It is quite poetic that Carol Goodwin was dressed as a tree when she met her husband, George, at a Halloween party. Not long after that, he took her on a walk at the Paynes Prairie Preserve State Park, which was adjoined to the sawmill in Florida. With that began what is now a nearly four-decade-long career in the industry. She says the health, environmental benefits and beauty of wood flooring blend perfectly with her love of nature.
However, for some of that time, Goodwin kept her day job. She worked as a hospital IT manager during the day and wrote software for Goodwin Company at night for many years before joining the business full-time. Now, she is president of the company, where she says the real joy is their team members and clients. Goodwin Company is well-known for its River-Recovered? and reclaimed luxury antique wood flooring.
“I always have been involved in environmental education and support,” explains Goodwin. “Sometimes, if I pick up the phone and speak with a client, they ask me if there is a salesperson they can speak with instead because I’m way too technical!”
Goodwin has been on boards for the Florida Green Building Coalition and U.S. Green Building Council, was chair of the NWFA Environmental Committee, a Vanguard Degree recipient, and the company has won an NWFA Wood Floor of the Year award.
Her advice is to attract potential clients to the benefits of real wood for health, the environment, beauty, and durability as much or more than promoting one’s own products.
“This is the only planet we have, so if women want to do something to ensure that their children and those who come after them have a healthy place to live, the wood floor industry is a great place to start,” adds Goodwin. “Wood is going to last a lifetime, unlike having to tear out and replace something, if you take care of it.”
Oshkosh Floor Designs
When Brenda Kubasta graduated from college with a degree in interior design/building, she says it was not easy for women to enter the building industry. So, she worked in advertising and marketing, where she learned a lot about branding while working with well-known food brands such as Anchor Foods, Blue Bunny, and Otis Spunkmeyer. Ultimately, going to work for Oshkosh Designs was the perfect fit because it allowed her to utilize her design, building, and marketing skills.
Kubasta purchased the company in 2011, and its designs are featured in homes and businesses around the world. As the owner, she is involved in all aspects of the business. While it used to be medallions, she says they are now known for parquet and their customization capabilities.
For years, Kubasta was active in the education aspects of NWFA, even writing some of the original curriculum and donating product for installation training sessions. She is a Winneconne Village Board Trustee and believes in giving back, whether it’s building a table for the local fire department or Toys for Tots.
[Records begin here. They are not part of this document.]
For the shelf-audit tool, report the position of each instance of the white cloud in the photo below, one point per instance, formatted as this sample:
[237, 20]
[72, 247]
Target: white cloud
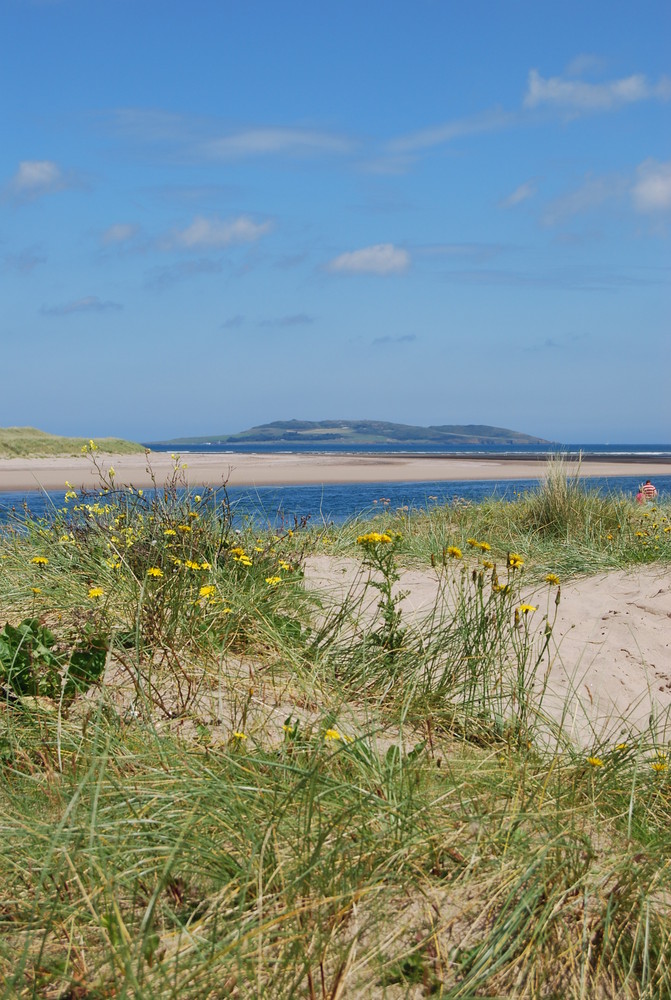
[89, 304]
[576, 95]
[383, 258]
[35, 178]
[268, 141]
[488, 121]
[201, 138]
[652, 189]
[216, 232]
[594, 192]
[520, 194]
[585, 63]
[119, 233]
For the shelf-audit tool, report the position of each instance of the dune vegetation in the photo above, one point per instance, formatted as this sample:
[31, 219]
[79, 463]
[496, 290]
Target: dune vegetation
[28, 442]
[217, 781]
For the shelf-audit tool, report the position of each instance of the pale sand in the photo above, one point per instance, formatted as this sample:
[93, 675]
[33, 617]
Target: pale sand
[610, 651]
[207, 469]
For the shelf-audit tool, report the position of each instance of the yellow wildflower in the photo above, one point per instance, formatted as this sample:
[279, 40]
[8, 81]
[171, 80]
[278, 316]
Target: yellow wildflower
[374, 538]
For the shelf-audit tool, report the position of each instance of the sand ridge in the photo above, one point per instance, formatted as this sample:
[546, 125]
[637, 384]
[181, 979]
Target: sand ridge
[610, 651]
[215, 469]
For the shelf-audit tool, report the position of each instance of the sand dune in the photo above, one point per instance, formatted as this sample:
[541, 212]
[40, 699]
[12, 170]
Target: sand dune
[610, 652]
[208, 469]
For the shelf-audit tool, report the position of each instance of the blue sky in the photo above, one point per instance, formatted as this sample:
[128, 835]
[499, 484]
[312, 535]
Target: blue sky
[217, 214]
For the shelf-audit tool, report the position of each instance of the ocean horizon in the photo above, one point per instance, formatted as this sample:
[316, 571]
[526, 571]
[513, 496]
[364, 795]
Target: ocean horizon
[277, 506]
[616, 450]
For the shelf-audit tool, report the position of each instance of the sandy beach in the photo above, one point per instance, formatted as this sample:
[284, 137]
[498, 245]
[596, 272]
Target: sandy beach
[208, 469]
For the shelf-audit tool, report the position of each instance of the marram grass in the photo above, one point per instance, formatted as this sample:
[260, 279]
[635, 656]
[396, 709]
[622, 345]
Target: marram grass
[269, 796]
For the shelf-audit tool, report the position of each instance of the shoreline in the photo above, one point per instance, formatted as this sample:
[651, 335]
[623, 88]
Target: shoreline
[291, 469]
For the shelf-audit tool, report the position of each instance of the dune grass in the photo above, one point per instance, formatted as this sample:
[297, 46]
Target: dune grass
[28, 442]
[266, 794]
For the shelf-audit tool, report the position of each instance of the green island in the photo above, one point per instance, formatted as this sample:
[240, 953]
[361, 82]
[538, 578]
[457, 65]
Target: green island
[221, 776]
[363, 432]
[28, 442]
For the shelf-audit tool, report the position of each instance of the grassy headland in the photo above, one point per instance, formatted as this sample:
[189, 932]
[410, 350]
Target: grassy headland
[364, 432]
[28, 442]
[217, 782]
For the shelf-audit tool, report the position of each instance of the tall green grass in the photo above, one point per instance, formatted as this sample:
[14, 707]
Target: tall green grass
[272, 795]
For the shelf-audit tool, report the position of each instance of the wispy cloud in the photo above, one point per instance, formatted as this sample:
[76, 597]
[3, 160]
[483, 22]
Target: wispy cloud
[406, 338]
[200, 138]
[215, 232]
[233, 322]
[592, 194]
[578, 277]
[295, 319]
[36, 178]
[580, 96]
[120, 232]
[488, 121]
[23, 261]
[160, 278]
[651, 191]
[274, 142]
[522, 193]
[468, 251]
[89, 304]
[383, 258]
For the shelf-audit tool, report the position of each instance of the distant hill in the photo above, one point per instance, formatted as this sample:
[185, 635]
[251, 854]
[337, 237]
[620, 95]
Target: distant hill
[28, 442]
[362, 432]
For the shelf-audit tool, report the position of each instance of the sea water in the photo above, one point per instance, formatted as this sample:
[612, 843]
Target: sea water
[277, 506]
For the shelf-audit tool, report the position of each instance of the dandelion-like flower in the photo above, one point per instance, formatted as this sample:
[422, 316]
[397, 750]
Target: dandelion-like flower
[374, 538]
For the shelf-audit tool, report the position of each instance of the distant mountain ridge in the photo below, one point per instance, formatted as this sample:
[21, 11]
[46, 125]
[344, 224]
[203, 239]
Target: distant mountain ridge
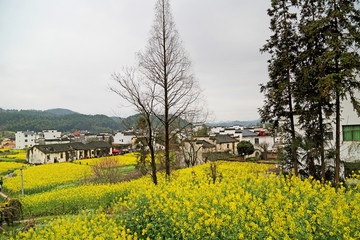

Oshkosh Designs also has contributed to the NWFA’s efforts with the Gary Sinise Foundation’s R.I.S.E. (Restoring Independence Supporting Empowerment) program, which provides specially adapted smart homes for severely wounded veterans and first responders.
The people of the wood flooring industry have been one of the main highlights for Kubasta throughout her career, who notes she has met some great friends and extremely talented individuals.
“I think every person we meet has some effect on who we become – and hopefully we are always growing and learning throughout life,” adds Kubasta.
“It has been a pleasure and so exciting to see so many new faces and women joining this industry. Keep pushing and learning.”
Customer Service Manager/NWFA Certified Wood Flooring Inspector
Qualiwood Enterprises Inc. dba ETM Distribution
Burnaby, British Columbia, Canada
From nuclear medicine to construction, Sharlene LaCroix found her way to the flooring industry. After joining ETM Distribution, a hardwood flooring distributor, she immersed herself in training opportunities through the NWFA and became an NWFA Certified Wood Flooring Inspector in 2006.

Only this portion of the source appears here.